Chancellor Alistair Darling underlined statements made by the FSA over the previous weekend, confirming that Northern Rock was solvent and had a sound long-term loan book despite its shortterm liquidity problems.

Darling said: “Should it be necessary, we, with the Bank of England, would put in place arrangements that would guarantee all the existing deposits in Northern Rock during the current instability in the financial markets.”

But mortgage brokers have laid the blame for the mass panic on the Government, the FSA and the Bank of England for failing to be a white knight to the lender weeks ago.

Robert Sterling managing director Kevin Duffy says: “If I were a shareholder in Northern Rock, I would feel pretty aggrieved with the way the Government and the FSA have handled this situation. I think it is complacency on the part of the regulator. It should have realised that the hysteria would have been inevitable.”

He says the FSA should have had confidential discussions with Northern Rock weeks ago when it was first realised it was having liquidity problems. “There should have been a white knight situation weeks ago and that would have laid the ground for more stability now,” he says.

John Charcol senior technical manager Ray Boulger says: “The key question is whether the Bank of England has handled the situation well. If it had pumped more money into the system early on, the situation would never have happened. Northern Rock perhaps would not have had to go cap in hand to the Bank of England.”

Last week, the Bank of England made a dramatic U-turn by confirming it will inject 10bn into the money markets in a bid to lower three-month Libor rates, despite its previous policy of non-intervention.

It will hold three further auctions at weekly intervals, with the amounts to be decided later, and banks can offer a wider range of collateral than is normally allowed, including their mortgage debt.

The Government’s pledge to guarantee all existing deposits appeared to quell the panic and Rocksaid eight of 10 calls that it received after Monday last week were about reinvesting money.

Boulger points out that Northern Rock has said it will refund any penalties customers have suffered by withdrawing their money, as long as they reinvest the funds into the same type of account with the firm by October 5.

The mass panic has led industry commentators to suggest that the Government could place limits on how much funding can come from the money markets.

Wave director of sales and distribution Mehrdad Yousefi expects the Government to change the funding regime to prevent a similar crisis in future. He believes the Government could stipulate how much and what type of funding can come from capital markets.
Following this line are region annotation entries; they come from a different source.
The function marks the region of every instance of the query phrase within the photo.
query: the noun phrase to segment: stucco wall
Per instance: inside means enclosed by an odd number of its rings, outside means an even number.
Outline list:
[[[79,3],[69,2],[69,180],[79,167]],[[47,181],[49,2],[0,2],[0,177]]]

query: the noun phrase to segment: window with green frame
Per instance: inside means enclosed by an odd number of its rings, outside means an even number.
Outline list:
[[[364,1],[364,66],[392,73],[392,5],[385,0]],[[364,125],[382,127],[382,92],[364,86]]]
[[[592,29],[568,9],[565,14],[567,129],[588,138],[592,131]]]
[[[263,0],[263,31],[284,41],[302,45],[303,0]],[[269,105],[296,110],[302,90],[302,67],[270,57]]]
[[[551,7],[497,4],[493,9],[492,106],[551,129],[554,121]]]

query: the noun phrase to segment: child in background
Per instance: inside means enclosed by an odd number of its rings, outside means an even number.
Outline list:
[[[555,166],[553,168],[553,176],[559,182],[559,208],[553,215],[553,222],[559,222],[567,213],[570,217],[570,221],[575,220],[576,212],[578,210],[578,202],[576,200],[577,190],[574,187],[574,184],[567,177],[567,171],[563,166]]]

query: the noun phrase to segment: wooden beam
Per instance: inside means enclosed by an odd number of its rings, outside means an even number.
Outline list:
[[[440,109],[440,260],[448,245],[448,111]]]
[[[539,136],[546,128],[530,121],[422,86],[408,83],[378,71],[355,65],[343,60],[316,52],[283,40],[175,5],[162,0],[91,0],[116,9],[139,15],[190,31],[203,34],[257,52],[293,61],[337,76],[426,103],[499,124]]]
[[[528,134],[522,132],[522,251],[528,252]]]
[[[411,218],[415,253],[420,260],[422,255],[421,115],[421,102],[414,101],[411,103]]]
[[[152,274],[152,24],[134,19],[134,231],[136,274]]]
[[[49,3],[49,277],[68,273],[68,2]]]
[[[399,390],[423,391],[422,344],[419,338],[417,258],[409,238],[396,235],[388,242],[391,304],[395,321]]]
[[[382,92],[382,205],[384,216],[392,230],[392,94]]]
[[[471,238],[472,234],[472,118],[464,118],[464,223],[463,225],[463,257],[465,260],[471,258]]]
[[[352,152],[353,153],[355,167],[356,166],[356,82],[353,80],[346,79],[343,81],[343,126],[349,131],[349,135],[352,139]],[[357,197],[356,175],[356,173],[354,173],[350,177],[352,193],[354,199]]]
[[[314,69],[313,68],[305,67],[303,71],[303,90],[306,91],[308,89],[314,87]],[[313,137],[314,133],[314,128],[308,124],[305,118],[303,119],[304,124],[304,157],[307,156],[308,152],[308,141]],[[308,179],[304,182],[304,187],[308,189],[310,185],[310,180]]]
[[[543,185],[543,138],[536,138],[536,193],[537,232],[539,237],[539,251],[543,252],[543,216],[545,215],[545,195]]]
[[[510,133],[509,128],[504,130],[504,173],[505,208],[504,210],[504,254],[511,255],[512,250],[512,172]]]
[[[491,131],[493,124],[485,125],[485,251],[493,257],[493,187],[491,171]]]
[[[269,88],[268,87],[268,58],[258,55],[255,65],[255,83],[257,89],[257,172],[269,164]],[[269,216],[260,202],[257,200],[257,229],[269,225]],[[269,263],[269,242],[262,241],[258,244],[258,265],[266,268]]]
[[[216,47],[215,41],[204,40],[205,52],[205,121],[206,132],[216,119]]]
Yousefi says: “The Government will undertake a review of current funding to make sure we do not see a repeat of Northern Rock. It has been extremely unlucky and has not done anything wrong but when the international banking market grinds to a halt, if the bulk of a bank’s lending is reliant on the capital markets, it is going to create problems.”

In the meantime, the industry will be watching to see if a firm moves in to buy Northern Rock. Lloyds TSB and HSBC have both been tipped but Northern Rock issued a statement last week saying it is not in discussions with any other party at present.